China now has nearly as many top-ranking supercomputers as Britain, France and Germany combined, and its Tianhe-2 leads the TOP500 list of the world’s fastest supercomputers — for the third consecutive time.
A detailed analysis of the latest TOP500 list is being presented today (23 June) at the International Supercomputing Conference (ISC’14) in Leipzig, Germany. The full list is published at TOP500.org.
The Tianhe-2 (Milky Way 2), located at the National Supercomputer Centre in Guangzhou, was developed by China’s National University of Defence Technology. It has a performance of 33.86 Pflop/s on the Linpack benchmark, almost double the next fastest machine, the Cray XK7 Titan machine at the Oak Ridge National Laboratory in the USA, which had a performance of 17.59 Pflop/s.
However, the performance comes at a price. The Chinese machine has 3,120,000 cores which consume a huge amount of power – 17,808kW – whereas the Titan has 560,640 cores and consumes 8,209kW.
Tianhe-2 and the seventh-ranked system, Stampede, use Intel Xeon Phi processors to speed up their computational rate. The second fastest system, Titan, and the sixth, Piz Daint, use NVIDIA GPUs to accelerate computation. A total of 62 systems on the list are using accelerator/co-processor technology, up from 53 from November 2013. Forty-four of these use NVIDIA chips, two use ATI Radeon, and there are now 17 systems with Intel Xeon Phi.
Among the world’s top 10 supercomputers, there was little change in the ranking in this list compared to last November’s (the list is published twice a year). The only new entry within the top 10 was actually at number 10 — another Cray machine, this time an XC30 installed at an undisclosed US government site and achieving a performance of 3.14 Pflop/s.
The United States still has the highest number of systems – 233 – although this is down from 265 in the previous list. The number of Chinese systems on the list rose from 63 to 76. In comparison, the UK has 30; France, 27; and Germany, 23; combined. Japan also increased its showing, up to 30 from 28 on the previous list.
Although total combined performance is still growing, there has been a noticeable slowdown compared to the previous long-term trend, according to the list’s authors. The total combined performance of all 500 systems is now 274 Pflop/s.

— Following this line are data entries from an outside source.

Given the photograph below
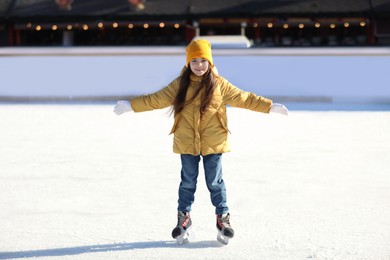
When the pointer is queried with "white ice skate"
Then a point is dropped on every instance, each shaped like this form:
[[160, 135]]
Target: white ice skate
[[181, 231]]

Intel continues to provide the processors for the largest share (85.4 per cent) of TOP500 systems. The share of IBM Power processors remains at 8 per cent, while the AMD Opteron family is used in 6 per cent of the systems, down from 9 per cent on the previous list.
In terms of numbers of systems, HP has the lead with 197 (39 per cent) compared to IBM with 164 systems (33 per cent). Cray remains third with 10 per cent (48 systems).